Tuning only the ClickHouse side of jute.maxbuffer. The ZooKeeper ensemble must agree.
Increasing session_timeout_ms to 5 minutes to "fix" expirations. This delays recovery without addressing the cause and stretches the window where ephemeral locks live after a real failure.
Ignoring single expirations. They are normal. Only investigate when frequency rises above background levels (more than a few per node per day) or when they correlate with mutation failures.
Running ZooKeeper on the same disks as the OS or other busy services. Transaction log fsync latency dominates session stability.
Sticking with ZooKeeper when GC pauses keep causing expirations. ClickHouse Keeper, packaged with ClickHouse since 21.3 and GA since 22.3, is a drop-in replacement that eliminates JVM GC as a failure mode.

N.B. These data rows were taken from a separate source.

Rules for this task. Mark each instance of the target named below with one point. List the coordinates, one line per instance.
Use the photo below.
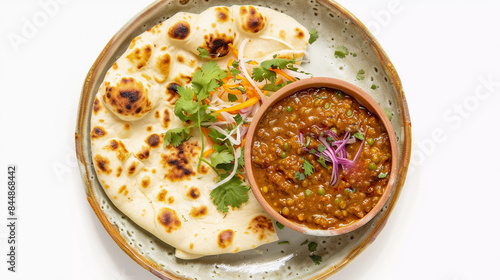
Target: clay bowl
(364, 100)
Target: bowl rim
(363, 99)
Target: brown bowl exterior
(365, 100)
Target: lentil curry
(295, 179)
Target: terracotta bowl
(364, 100)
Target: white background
(446, 224)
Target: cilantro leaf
(321, 160)
(240, 88)
(236, 63)
(361, 75)
(300, 176)
(359, 135)
(232, 193)
(279, 225)
(238, 119)
(388, 113)
(313, 35)
(234, 72)
(280, 63)
(185, 103)
(316, 259)
(216, 136)
(221, 157)
(203, 53)
(341, 52)
(234, 69)
(272, 87)
(382, 175)
(176, 136)
(321, 148)
(232, 97)
(241, 159)
(308, 168)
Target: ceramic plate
(336, 27)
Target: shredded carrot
(205, 132)
(208, 152)
(233, 49)
(280, 72)
(240, 106)
(220, 118)
(229, 89)
(243, 142)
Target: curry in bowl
(320, 159)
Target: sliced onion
(296, 74)
(244, 71)
(278, 40)
(335, 152)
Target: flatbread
(159, 188)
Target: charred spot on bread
(128, 98)
(179, 31)
(194, 193)
(139, 57)
(103, 164)
(98, 132)
(97, 106)
(225, 238)
(251, 19)
(198, 212)
(217, 44)
(168, 219)
(153, 140)
(222, 14)
(178, 162)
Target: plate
(336, 28)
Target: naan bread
(159, 188)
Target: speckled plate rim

Frequently Asked Questions

Q: Is one session expiry per day a problem? A: Usually not. ClickHouse retries automatically and replicated tables are designed to tolerate it. Investigate only if expirations correlate with stuck mutations, dropped ephemeral locks, or query failures.

Q: How do I tell whether jute.maxbuffer is the cause? A: Look for Packet len ... is out of range in the ZooKeeper server log, or Len error in the ClickHouse log. Both indicate a request exceeded the limit.

Q: Will ClickHouse Keeper avoid these errors? A: Keeper eliminates JVM GC pauses, which removes one major cause. The protocol limits (analogous to jute.maxbuffer) and operation timeouts still apply, but Keeper's defaults and C++ implementation tend to behave better under load.

Q: How do I clean old block numbers safely? A: There is no built-in command. The safe path is to use SYSTEM RESTART REPLICA after extending operation_timeout_ms, or migrate the table to a fresh ZooKeeper path with CREATE TABLE ... ENGINE = ReplicatedMergeTree('/new/path', ...). Manual znode deletion via zkCli.sh requires great care and a tested backup.

Q: What's the difference between session expired and operation timeout? A: A session expiration kills the whole connection and all ephemeral state. An operation timeout fails one request while the session stays alive. Operation timeouts often precede session expirations because a stuck request blocks the heartbeat thread.